May’s floundering performance degenerated to referring to the cancellation of tens of thousands of clinical procedures booked for January as “part of the plan.”

Backed up against the wall, she bleated that “nothing's perfect and there is more for us to do.”

If elderly patients dying at home as they wait for an ambulance, lying in ambulances outside hospitals to be admitted or spending hours on trolleys in hospital corridors had just sneaked up and caught the system unawares, she might have a case, but they aren’t.

Health professionals, trade unions and Labour’s shadow health secretary have warned for months that a crisis was just round the corner.

Ashworth demanded £500 million for a winter bailout in September, stressing that it was Labour's “ambition” to return NHS funding increases to those of the 1997-2010 Labour governments when the annual spending increment was 4 per cent.

This would be a major step forward, although health professionals and NHS campaigners were critical of Labour’s addiction to wasteful private finance initiative mechanisms to fund NHS development and to schemes facilitating private sector penetration.
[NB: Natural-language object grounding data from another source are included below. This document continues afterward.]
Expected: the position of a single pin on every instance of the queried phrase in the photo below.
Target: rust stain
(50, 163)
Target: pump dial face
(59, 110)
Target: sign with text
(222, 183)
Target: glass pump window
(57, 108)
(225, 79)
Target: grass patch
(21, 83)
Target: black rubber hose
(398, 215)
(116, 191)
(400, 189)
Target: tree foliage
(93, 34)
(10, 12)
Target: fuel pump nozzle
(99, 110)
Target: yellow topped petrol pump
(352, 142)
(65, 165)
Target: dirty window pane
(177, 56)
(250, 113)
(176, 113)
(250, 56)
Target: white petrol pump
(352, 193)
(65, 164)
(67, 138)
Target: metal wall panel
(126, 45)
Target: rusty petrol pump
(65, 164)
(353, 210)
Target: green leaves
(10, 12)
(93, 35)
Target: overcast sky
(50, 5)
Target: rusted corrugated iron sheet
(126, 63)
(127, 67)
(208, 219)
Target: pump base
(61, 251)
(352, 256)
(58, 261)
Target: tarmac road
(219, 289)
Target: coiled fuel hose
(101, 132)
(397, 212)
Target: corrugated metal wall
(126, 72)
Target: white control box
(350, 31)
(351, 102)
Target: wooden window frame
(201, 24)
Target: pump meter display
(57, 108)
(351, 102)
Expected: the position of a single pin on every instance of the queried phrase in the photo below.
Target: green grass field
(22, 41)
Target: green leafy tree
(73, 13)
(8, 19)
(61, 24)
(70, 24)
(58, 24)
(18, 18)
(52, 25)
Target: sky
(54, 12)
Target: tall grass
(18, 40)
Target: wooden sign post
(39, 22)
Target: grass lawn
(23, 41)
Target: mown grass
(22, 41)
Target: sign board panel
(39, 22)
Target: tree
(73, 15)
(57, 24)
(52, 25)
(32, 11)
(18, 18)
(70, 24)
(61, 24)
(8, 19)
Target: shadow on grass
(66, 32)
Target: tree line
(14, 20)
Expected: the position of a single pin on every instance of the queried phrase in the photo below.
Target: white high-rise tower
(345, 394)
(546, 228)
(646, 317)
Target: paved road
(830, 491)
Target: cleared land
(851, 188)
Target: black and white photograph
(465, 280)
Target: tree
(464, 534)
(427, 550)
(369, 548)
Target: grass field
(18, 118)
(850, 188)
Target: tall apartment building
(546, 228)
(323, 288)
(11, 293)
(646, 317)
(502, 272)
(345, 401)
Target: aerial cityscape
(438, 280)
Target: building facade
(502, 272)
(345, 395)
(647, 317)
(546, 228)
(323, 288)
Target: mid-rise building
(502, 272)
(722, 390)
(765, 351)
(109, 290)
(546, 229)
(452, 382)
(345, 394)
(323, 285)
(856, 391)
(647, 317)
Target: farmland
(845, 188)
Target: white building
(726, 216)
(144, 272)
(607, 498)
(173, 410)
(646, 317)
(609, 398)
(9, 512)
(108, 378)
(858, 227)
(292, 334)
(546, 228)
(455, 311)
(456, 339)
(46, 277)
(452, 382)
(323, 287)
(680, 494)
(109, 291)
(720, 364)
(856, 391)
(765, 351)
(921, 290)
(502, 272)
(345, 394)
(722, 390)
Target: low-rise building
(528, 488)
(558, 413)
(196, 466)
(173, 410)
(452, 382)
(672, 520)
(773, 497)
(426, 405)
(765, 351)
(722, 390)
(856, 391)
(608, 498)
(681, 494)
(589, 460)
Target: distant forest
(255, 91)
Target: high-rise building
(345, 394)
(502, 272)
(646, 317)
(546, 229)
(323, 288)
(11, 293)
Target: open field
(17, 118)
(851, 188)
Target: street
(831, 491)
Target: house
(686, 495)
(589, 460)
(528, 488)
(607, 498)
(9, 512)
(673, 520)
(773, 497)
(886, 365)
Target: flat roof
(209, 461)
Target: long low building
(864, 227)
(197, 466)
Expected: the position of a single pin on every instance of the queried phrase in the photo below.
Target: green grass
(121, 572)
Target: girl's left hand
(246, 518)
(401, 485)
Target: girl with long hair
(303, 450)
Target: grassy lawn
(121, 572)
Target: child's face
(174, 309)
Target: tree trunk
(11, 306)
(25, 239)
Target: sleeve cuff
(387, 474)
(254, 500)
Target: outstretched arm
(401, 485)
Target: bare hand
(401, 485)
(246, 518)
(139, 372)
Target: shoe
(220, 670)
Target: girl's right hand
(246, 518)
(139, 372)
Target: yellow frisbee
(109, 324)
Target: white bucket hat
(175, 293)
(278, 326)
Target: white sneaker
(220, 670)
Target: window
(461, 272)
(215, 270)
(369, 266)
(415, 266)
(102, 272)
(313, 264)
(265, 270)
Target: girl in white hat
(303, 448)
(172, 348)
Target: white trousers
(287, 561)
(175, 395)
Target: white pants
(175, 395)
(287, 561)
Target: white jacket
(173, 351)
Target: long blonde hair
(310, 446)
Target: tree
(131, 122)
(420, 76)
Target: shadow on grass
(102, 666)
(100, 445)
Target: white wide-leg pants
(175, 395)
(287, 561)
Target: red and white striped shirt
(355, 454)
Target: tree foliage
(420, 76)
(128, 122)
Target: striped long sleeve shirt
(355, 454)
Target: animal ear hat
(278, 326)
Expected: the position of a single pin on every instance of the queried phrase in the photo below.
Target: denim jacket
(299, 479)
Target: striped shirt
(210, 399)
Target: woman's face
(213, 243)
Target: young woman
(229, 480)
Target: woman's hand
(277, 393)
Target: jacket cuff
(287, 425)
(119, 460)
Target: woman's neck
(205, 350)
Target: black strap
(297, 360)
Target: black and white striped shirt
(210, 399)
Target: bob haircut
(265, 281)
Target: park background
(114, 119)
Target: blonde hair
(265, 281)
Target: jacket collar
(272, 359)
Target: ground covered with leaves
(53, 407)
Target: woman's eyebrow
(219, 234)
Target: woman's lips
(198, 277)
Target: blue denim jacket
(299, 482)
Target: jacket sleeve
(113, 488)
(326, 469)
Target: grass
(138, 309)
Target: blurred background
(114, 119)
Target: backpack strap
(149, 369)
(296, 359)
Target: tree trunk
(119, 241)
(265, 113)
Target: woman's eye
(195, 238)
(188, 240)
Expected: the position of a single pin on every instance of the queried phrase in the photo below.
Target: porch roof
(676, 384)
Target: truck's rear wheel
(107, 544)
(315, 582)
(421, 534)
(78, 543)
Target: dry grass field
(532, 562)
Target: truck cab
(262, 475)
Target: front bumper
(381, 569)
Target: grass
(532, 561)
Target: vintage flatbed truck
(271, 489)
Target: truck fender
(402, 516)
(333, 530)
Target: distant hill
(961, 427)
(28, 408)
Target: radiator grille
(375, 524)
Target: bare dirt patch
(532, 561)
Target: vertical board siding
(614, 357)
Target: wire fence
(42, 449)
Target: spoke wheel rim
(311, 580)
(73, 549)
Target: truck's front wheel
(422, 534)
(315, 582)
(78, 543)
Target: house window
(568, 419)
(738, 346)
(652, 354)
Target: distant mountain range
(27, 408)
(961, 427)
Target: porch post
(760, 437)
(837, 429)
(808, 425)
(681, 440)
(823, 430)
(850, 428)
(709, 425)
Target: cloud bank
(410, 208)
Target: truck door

The shadow health secretary warned against May adopting a “head in the sand” attitude to the possibility of a serious flu outbreak that could lead to a “collapse” with thousands waiting longer for accident and emergency treatment.

Both May and Hunt have plumped for the ostrich-like position, so the problems outlined can only be laid at their door.

Yet the likelihood is that the PM will promote the Health Secretary to replace her “right-hand man” Damian Green as first secretary of state, which would exemplify both the lack of talent in her Cabinet and her intention to carry on as before.

May’s comments on fox hunting — namely that her views on reversing its ban haven’t changed but she must listen to the public — indicate that, if she or her successor ever commanded a large majority in the Commons, the Tories would return to the policies carried in their election manifesto but were forced to drop after squeaking through last June.

She alluded to them today, from tuition fees to dementia tax, slashing free school meals and diluting state pension guarantees, reminding us what the Tories might do unrestricted.

The PM also confirmed by her silence that rail privateers Virgin and Stagecoach have escaped scot-free from their commitment to pay the Treasury £3.3 billion before walking away from the East Coast mainline franchise.

Still the same old nasty party, squeezing the NHS, mollycoddling the private sector and determined to undermine our welfare state.